Diese Idee gehört in alle künftigen Debatten aufgenommen. Auch wenn in der gesendeten Praxis genau ab 23.00 Uhr bei Maischberger und Lanz werktäglich genau die Politiker aus den Bundesländern (und ihre Parteifreunde aus dem Bund) sitzen, die unter vielem anderen über Medienpolitik entscheiden und diese in linearer Echtzeit reichweitenstärksten Selbstdarstellungs-Flächen um keinen Preis aufgeben wollen dürften.


Altpapierkorb (Googles Gemütlichkeit, Uber-Strafe, türkische Pressefreiheit, Telegram in Berlin)

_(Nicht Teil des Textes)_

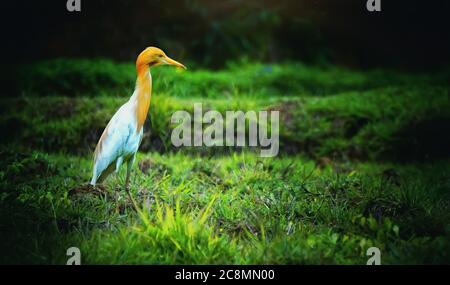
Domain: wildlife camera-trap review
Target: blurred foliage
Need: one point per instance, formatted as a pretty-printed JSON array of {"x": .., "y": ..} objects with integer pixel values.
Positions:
[{"x": 363, "y": 162}]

+++ Ein starkes Beispiel dafür, wie in Medien wie auch in der Politik über Konzerne wie Facebook/Meta und Google/Alphabet geschrieben und gesprochen werden müsste, liefert Jana Ballweber aus Kalifornien anlässlich eines dort geschlossenen Lokaljournalismus-Förderdeals: Der Google-"Konzern hat es sich gemütlich gemacht im Online-Ökosystem, fungiert gleichzeitig als Anbieter von Werbeplätzen und als Vermittler von Werbeanzeigen. Ein glasklarer Interessenskonflikt, ein Marktmissbrauch, für den Google in der Vergangenheit immer mal wieder Millionenstrafen zahlen musste. Nun sind Millionenstrafen für einen Konzern wie Google angesichts gigantischer Umsätze in der Werbebranche kaum als Strafen zu bezeichnen ...", schreibt sie z.B.. Das sollte lesen, wer einen Zugang zum KNA-Mediendienst (Abo) hat. +++

+++ Immerhin 290 Millionen Euro soll der deutlich kleinere, freilich auch zweistellige Milliarden-Umsätze schwere Uber-Konzern wegen "fehlender Rechtsgrundlagen für die Speicherung sensibler Daten außerhalb der Europäischen Union" zahlen, entschied die niederländische Datenschutzaufsichtsbehörde Autoriteit Persoonsgegevens, meldet heise.de. +++

+++ Bülent Mumay arbeitet für die türkische Redaktion der Deutschen Welle in Istanbul und schreibt für die "FAZ" "Briefe aus Istanbul", die oft auch auf der Medienseite erscheinen. Nun droht ihm eine Gefängnisstrafe, alarmiert außer der "FAZ" auch die "Süddeutsche". "Die Bundesregierung sollte es sich mit Erdoğan nicht allzu gemütlich machen. Sicher, man braucht ihn angesichts seiner Rolle in der internationalen Politik. Aber der türkische Präsident ist noch immer jemand, der Oppositionellen nicht nur mit Argumenten und mit Wahlkampf begegnet, sondern mit der Drohung, sie notfalls verhaften zu lassen. ... Solange das so ist, darf Erdoğan kein gewöhnlicher Partner sein", kommentiert Korrespondent Raphael Geiger auf der Meinungsseite. +++ "Die Türkei ist laut Reporter ohne Grenzen mit einem Indexwert von 31,6 Punkten der Staat mit der geringsten Pressefreiheit in Europa im Jahr 2024, die Lage dort wird als 'sehr ernst' für die Pressefreiheit eingestuft", erinnert der "Standard" aus anderen, österreichischen Gründen. +++

+++ Das schon erwähnte Telegram wäre vor gut zehn Jahren "fast ein deutsches Start-up geworden". Das hörte der "Spiegel" im April in einem der raren Interviews Durows, und zwar mit dem äußerst umstrittenen Ex-Fox-News-Moderator Tucker Carlson (der hierzulande zuletzt mit seinem Putin-"Interview" auffiel), und verlinkt es nun nochmals. Gescheitert sei das dann an "'zu schwierig zu überwindenden bürokratischen Hürden. Er habe Programmierer aus Ländern außerhalb der EU einstellen wollen, doch das sei nicht so einfach möglich gewesen, so Durow. Tucker Carlson fällt daraufhin aus seiner Rolle als Fragesteller und wirft ein: 'Warum hast du ihnen nicht gesagt, dass sie Flüchtlinge sind, die nicht lesen können?' Dann hätten die deutschen Behörden ihnen bestimmt erlaubt zu bleiben, behauptet Carlson ohne weitere Belege." +++

Das nächste Altpapier schreibt am Mittwoch René Martens.